We are now conditioned to the world ‘cost’. It was recession which hastened us to think of ‘cost’, otherwise, I am sure, none of us ever have considered cost as prime strategy. During the recent downturn, most of the companies improved or sustained their relative bottom lines with the help of cost cutting measures. According to a recent Mc Kinsey survey, most of the companies made effective and significant cutbacks in overall costs since the onset of economic downturn in September 2008. As the downturn is supposed to be behind now, I feel most of us overreacted to it and become hyper aggressive in cost cutting measures. This resulted in the reduction of investments in productive area, impacting future growth prospects. One reason could be that in difficult times, when managing cash flow is the prime concern, or it is projected as prime concern, all outflow including future investments appear as costs. In this perspective, we must understand the difference between cost and investments.
According to one of the reports of Crisil, India Inc’s planned capex expenditure will be dropped by 25% over next three years. This is an example of cutting investment which was designed for future growth prospects. In some cases it could be postponements. In both the cases, cutting future capacity investments or postponing capacity addition is actually creating a gap which we may face in next two or three years. Companies conservative on their own plan capital expenditures, will loose opportunity if situation comes back to normal, which seems more likely now.
Situation is actually coming back to normal. According to a recent McKinsey report, the number of households in the deprived segment is likely to drop from 101 million in 2005 to 74 million in 2015. Which means around 27 million households will enter into lower middle to middle class. Can you imagine the kind of increase in overall consumption? Who will cash such demands in an environment where companies are postponing their capacity expansion plan?

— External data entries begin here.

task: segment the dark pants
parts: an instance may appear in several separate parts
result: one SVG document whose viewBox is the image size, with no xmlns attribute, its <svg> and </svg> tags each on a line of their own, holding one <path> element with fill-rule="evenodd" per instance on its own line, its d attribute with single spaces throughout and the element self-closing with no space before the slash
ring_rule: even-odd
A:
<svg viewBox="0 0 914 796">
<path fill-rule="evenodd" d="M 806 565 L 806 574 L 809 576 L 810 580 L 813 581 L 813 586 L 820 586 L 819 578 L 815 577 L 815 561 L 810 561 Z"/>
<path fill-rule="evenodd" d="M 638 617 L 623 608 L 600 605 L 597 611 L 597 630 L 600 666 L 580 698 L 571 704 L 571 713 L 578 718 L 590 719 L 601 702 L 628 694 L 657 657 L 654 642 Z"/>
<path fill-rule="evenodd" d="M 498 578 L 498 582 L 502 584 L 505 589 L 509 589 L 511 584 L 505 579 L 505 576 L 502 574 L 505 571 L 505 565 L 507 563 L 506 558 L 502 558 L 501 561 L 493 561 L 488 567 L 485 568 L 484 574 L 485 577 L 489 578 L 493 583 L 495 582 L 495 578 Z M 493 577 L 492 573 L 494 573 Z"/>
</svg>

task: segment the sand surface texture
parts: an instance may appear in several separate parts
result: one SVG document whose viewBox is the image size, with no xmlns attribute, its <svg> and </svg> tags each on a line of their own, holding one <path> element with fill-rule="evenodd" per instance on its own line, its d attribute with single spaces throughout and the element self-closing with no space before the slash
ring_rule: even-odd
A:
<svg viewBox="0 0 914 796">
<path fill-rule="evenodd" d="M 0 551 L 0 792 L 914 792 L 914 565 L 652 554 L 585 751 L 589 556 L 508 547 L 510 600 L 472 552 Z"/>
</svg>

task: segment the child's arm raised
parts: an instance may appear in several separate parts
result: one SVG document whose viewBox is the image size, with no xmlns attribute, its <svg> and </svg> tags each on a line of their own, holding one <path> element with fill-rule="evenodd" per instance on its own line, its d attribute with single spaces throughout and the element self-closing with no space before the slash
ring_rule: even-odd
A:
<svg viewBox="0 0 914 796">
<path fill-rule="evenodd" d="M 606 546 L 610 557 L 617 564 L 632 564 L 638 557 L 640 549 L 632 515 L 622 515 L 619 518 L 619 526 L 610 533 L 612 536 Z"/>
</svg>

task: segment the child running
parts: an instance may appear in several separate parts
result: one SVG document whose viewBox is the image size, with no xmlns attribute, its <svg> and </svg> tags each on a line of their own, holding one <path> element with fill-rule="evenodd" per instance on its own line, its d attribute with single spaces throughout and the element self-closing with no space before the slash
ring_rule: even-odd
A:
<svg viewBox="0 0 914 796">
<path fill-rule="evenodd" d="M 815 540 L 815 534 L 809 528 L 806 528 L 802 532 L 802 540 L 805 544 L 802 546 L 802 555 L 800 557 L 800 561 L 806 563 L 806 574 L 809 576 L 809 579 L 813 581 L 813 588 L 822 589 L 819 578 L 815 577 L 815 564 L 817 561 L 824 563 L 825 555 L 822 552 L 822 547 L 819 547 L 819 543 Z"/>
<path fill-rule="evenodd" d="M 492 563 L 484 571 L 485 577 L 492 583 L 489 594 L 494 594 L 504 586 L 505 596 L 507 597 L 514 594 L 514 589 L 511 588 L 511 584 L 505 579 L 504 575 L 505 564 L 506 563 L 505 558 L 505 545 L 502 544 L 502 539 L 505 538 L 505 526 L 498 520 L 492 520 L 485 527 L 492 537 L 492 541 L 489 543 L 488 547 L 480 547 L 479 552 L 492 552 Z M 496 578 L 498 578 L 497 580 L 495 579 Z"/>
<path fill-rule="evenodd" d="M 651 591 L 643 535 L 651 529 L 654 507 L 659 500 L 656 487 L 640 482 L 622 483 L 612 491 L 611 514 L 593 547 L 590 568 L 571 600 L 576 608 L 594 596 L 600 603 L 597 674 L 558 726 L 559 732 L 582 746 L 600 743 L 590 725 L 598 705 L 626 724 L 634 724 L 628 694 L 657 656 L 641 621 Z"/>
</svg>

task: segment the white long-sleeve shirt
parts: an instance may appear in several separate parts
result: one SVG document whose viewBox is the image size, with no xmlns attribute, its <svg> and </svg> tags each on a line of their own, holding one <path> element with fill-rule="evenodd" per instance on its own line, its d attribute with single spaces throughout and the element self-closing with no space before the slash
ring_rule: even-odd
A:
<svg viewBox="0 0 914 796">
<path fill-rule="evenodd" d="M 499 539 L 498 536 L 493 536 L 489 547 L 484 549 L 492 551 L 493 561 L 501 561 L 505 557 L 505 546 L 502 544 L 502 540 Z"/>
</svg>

There is another similar example in form of manpower layoffs cases. Most of the IT companies, who estimated their manpower as more than adequate in number, discovered an opportunity to rationalize their headcount during the period of downturn. They did it. Most of the other companies in various other industries followed the same strategy. I feel this was a wrong decision in the name of cost. Now, when the growth prospects for IT industry is returning back in shape, (estimated software export growth in coming year is over 20%), the manpower strength is becoming the bottleneck. Almost, all IT companies are now back to recruiting in full swing, to fill the gap created by them only. A sudden increase in demand of IT professional means rotation of same net people strength for short term prospects without filling the actual gap in the industry. This means more lucrative offers in form of salary structures. So, who lost in the process? This is one of the example of cutting investment in the name of cost.
A waste is a cost. It is one of the easiest think to differentiate between costs and investments. To reduce the waste two things are required; one is discipline and the other is investment. Discipline at work place can reduce wastages in the form of stationary, electricity; maintenance etc. and to some extent productivity. Investment in new technologies and new skills reduces wastage by improving efficiencies. A more efficient process takes lesser costs. Instead of focusing on cost why should not we focus on process to make it more efficient? This is a tough decision to make, especially in difficult times, as it needs investments. I am sure that few companies must have thought in such direction.If I assume that a company’s lifecycle is long enough to handle one or two economic downturn and believe the cyclical nature of such fluctuations, imagine the gain a company would have who sees downturn an opportunity to invest in new technologies, training and processes at negotiable rate, and is ready for the time when the downturn cycle turns in other direction.
Santosh,
I like the thinking and especially the fact that ” a waste is a cost”. There is certainly nothing more true. However what is cost and what is deemed as investment depends more on the strategic intent of the org. Take for e.g. the IT layoffs that you mentioned. When orders are not coming in, the “bench” is certainly looked as a prime contributor to direct cost. However, the layoffs are not done in absolute terms. There is rationalization, and survival of the fittest, is the yardstick. Its easier to reflect post recession because we are seeing a finite time element and certainty, but when companies are in middle of recessionary winds, visibility and continuity, terms that are foundations for the “going concept” of an org, loose their identity. Noone knows how long such conditions will prevail, and in many cases with cashflow being out of tune, prime concern is to wither the storm. With Stakeholders getting hammered by shareholders, I guess, all such decisions get aligned to protect value. And when orders are not coming in, cost rationalization to protect projections that were aleady comitted before the recession, become a necessary evil.
To summarize, what is termed as investment in a normal business condition is different when going is tough. It takes not only courage but some deep pockets and a lot of foresight to really make investments during recession.
That said, I think the point about process efficiency is “on the money” and there is no reason for not doing it.
Thanks Mohit for your analysis of my post.
I agree with you that in tough times its really difficult to define real cost. The point i wanted to make is that only waste should be termed as cost, everything else is investment as its designed for certain output. If there is a problem in output, one should look for efficiency.